Psychiatric comorbidity has been associated not only with an increased susceptibility to headaches but also with potential refractoriness to migraine drug therapy and chronification of migraine.39 Substance abuse, illicit drug use, and nicotine dependence have also been linked to migraine.13 Despite the recognition of a bidirectional association between migraine and psychiatric disorders, this linkage has been frequently clinically discussed but seldom systematically studied. Future studies are needed to better understand the migraine to mental health connection and optimal treatment setting and approach for patients with both migraine and psychiatric comorbidities.

Study limitations

This claims-based study had limitations that need to be understood in interpreting the data.

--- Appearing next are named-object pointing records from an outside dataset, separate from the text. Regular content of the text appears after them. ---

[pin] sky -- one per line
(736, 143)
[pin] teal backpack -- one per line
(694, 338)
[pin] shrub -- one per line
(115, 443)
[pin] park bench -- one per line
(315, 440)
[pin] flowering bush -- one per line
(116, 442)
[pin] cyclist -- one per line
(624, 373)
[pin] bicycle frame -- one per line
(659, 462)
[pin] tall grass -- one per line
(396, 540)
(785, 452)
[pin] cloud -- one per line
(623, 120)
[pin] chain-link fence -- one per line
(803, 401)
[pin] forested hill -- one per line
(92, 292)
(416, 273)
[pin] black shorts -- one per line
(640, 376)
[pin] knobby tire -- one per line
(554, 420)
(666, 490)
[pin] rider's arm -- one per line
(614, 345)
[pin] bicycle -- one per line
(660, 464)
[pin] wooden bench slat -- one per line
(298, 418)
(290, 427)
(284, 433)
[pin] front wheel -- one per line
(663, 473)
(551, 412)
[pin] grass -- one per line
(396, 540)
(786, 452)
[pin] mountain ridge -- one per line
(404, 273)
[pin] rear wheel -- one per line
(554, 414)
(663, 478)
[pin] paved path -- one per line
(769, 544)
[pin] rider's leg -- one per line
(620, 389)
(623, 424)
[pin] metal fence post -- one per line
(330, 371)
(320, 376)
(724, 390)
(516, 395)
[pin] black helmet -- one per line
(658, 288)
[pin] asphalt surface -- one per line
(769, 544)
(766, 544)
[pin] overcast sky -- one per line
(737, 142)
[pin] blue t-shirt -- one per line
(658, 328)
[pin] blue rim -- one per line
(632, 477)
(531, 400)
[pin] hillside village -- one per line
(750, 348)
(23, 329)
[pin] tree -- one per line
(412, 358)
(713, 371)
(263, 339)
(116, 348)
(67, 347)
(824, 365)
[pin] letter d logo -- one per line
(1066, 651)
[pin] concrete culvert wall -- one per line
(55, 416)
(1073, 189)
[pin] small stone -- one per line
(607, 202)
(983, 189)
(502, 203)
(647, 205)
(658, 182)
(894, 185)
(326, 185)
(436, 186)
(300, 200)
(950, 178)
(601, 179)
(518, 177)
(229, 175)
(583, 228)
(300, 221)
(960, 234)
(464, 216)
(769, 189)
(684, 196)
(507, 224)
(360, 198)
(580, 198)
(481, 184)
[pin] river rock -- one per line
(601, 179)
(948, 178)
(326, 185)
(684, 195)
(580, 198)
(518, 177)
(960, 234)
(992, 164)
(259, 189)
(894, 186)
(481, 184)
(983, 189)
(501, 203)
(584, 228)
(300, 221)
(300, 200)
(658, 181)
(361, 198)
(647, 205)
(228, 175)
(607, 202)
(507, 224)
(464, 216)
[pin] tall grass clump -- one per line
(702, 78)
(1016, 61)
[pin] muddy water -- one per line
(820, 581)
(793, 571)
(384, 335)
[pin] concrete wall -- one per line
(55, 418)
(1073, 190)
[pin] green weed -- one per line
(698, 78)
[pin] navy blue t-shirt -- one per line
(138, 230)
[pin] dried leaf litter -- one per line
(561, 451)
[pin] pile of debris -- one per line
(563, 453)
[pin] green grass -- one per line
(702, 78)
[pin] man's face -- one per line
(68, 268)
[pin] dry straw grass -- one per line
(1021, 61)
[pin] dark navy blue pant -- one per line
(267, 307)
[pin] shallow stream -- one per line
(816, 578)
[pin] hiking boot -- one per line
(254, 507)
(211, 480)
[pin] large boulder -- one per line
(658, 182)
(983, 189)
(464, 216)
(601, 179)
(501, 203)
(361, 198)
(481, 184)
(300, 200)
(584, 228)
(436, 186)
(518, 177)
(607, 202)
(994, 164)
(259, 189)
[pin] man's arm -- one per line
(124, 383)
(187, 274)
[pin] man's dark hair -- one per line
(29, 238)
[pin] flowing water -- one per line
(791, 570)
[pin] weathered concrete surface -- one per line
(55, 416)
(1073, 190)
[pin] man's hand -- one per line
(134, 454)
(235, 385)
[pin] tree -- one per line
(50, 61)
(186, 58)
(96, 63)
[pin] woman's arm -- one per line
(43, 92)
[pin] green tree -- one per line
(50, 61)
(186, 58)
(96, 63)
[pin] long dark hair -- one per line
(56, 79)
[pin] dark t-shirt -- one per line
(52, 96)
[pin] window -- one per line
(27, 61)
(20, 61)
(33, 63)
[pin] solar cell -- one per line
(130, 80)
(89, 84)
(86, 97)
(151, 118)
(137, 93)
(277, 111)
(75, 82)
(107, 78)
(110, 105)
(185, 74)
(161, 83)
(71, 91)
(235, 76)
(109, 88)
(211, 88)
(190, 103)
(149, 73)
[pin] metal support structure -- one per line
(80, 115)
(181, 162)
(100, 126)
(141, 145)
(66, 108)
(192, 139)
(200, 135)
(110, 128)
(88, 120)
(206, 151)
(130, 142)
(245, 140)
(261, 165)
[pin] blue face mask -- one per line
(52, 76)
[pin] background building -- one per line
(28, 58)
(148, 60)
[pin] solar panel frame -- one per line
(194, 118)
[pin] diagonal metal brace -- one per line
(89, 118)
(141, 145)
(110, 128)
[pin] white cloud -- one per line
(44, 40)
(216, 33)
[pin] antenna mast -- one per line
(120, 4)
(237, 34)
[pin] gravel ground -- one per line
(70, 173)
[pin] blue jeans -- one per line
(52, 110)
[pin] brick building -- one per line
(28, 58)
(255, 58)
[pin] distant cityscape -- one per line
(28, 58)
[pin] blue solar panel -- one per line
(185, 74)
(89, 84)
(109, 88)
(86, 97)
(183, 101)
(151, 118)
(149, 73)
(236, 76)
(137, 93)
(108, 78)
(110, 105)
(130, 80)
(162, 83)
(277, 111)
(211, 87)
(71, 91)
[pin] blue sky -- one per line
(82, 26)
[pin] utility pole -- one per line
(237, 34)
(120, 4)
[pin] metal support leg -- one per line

As in all claims-based analyses, the data were not collected for research but for administrative billing purposes, which might lead to misclassification of migraine and comorbidity diagnoses. Selected drug prescribing for 12 months after an ICD-9 migraine diagnosis that appeared in the authors’ claims history was assessed; this permitted examination of the subsequent 12-month-period prevalence of co-medication use. Whether the co-medications were prescribed to specifically treat the patients’ migraine or other conditions (eg, depression or anxiety) is not known. However, in comparing the migraine patients with the control group, it is clear that the prevalent use of most of the co-medications was higher in the migraine patients. The study sample in this study included ICD-9-diagnosed patients and/or those receiving MSAMs; patients with undiagnosed migraine or those who did not seek physician care for their headaches were not included. Further, the sample was biased toward patients who sought care, who most likely had more severe headaches, more comorbidity, and more co-medications than individuals who did not seek care; however, this study provides valuable information for the segment of the US migraine population seeking care for their migraine disorder.

Conclusion

This study supports existing perspectives on migraine as a complex disorder with significant variability in drug treatment patterns and medical and psychiatric comorbidities. The active utilization of migraine preventive medications is relatively low, particularly for FDA-approved drugs. Nearly one-third of patients who used high levels of triptans did not receive any preventive therapy. Despite preventive therapy, many patients were high triptan users and utilized other analgesics, such as NSAIDs and controlled painkillers. Comorbidity was common; especially interesting was the authors’ observations of associations between migraine and various psychiatric conditions and their treatments. The majority of migraine patients receive their acute medications and other psychotropic medications from primary care physicians rather than neurologists or psychiatrists. Additional research is needed to better understand patterns of resource use by patients with migraine and the potential role of other health care professionals, such as pharmacists, to help promote evidence-based migraine care and improve patient outcomes. Given their visibility to and knowledge of prescription histories for patients, pharmacists have the opportunity to play a key role in identifying those patients with migraine for whom preventive medication may be indicated and beneficial, particularly for those patients demonstrating a pattern of triptan or other acute analgesic overuse.

Acknowledgments

All authors are employees of Medco Health Solutions Inc or its affiliates. The authors thank Cindy Fenton, MD (Department of Medicine, Division of Hospital Medicine, University of California, San Francisco; Strategic Health Partners), and Steve Haffner, MD, consultants to Medco Health Solutions Inc, for their review of study design and an earlier version of the manuscript.

Footnotes

Disclosure

The authors report no conflicts of interest in this work.